I read the book again in January of 2002. I had Afghanistan on my mind, and how a society can go from contemporary to medieval in short order, as had happened when the Taliban took over. I want to believe that once we've made progress towards a just society that essential human rights can't be taken away.
I want to believe that, but I know it's not true.
As I watched the trailers, I was struck by the scenes of people being kept away from each other.
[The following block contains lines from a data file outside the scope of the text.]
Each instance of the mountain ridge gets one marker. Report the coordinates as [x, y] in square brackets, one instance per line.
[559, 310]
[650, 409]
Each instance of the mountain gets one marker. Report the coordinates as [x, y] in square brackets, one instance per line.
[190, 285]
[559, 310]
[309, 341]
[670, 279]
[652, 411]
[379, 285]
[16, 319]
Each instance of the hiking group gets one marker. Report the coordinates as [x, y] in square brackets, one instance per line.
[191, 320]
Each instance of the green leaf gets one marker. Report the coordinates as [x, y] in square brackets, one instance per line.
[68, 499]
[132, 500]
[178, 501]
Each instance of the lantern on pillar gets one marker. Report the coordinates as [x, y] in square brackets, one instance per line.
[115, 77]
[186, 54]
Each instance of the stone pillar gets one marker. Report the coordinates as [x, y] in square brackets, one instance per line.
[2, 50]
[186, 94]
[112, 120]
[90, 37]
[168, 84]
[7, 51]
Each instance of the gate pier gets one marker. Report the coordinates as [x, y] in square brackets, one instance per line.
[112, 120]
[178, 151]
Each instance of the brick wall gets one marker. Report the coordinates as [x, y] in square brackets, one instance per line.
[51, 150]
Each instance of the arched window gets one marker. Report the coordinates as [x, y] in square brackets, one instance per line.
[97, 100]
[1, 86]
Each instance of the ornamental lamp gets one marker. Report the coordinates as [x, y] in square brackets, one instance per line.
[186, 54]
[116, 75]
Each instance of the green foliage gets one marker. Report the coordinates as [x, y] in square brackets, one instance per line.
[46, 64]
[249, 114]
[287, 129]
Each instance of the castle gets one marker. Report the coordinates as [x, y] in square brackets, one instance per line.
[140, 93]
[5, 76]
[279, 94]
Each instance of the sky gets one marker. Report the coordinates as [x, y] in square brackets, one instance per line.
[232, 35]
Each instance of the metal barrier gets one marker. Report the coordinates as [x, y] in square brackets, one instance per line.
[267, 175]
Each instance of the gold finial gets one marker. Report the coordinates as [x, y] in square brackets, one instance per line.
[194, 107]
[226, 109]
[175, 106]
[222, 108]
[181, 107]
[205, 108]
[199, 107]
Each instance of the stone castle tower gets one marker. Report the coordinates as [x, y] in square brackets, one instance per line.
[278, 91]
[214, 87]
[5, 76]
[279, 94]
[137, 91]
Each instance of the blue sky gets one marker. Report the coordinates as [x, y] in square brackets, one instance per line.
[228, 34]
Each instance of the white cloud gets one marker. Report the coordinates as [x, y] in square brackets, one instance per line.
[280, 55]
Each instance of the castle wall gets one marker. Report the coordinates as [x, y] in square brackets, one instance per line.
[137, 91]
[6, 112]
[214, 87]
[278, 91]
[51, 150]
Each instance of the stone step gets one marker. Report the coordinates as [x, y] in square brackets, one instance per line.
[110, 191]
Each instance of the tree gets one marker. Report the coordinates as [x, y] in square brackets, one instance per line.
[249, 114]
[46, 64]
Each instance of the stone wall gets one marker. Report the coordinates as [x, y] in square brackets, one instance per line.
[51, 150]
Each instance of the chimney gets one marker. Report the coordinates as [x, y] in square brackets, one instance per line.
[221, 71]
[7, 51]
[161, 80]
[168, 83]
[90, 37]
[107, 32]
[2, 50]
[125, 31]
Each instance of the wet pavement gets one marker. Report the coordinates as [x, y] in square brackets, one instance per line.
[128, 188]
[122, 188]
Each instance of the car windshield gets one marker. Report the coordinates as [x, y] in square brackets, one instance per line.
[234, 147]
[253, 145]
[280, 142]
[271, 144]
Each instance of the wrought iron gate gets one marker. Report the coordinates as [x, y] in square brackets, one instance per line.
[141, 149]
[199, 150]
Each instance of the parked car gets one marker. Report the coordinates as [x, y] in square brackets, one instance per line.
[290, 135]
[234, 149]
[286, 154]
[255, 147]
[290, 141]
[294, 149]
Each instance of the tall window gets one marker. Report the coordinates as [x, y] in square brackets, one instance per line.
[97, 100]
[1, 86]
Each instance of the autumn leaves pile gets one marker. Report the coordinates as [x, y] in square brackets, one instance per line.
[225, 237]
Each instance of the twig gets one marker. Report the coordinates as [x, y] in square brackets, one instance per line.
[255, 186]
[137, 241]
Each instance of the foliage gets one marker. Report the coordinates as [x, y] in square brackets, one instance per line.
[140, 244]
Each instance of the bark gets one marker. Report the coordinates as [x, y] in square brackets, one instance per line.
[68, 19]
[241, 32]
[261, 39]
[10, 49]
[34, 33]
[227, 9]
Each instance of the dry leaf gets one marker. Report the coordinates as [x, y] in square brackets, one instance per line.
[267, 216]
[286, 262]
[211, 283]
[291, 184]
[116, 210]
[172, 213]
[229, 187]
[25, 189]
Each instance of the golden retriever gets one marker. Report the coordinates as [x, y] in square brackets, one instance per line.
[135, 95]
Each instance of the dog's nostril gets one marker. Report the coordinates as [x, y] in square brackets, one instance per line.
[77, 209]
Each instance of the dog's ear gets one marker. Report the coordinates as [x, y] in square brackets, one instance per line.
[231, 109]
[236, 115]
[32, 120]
I once thought that repressive governments might keep lovers apart--that was a narrative that seemed even more compelling than the traditional one of parents keeping lovers apart. I know that the repressive government narrative is still alive and well in real life. If I occupied a different demographic, I'd have a different outlook: if I wasn't a U.S. citizen, if I was younger, if I wasn't descended from northern Europeans, if my sexuality was more fluid . . . I might have started taking some protective measures by now.
But in my personal life, I see families ripped apart by disease more often than by repressive governments. In the past five years, it seems that I've been hearing more and more about people at midlife with horrible cancers--is there more cancer at midlife or am I just more aware?
What narratives are being created right now that seem timely now and will seem even more relevant 30 some odd years from now? Would I have predicted Atwood's book would have this staying power?
Yes, yes I would, and I have friends who will tell you so, even if I don't remember being an Atwood evangelist.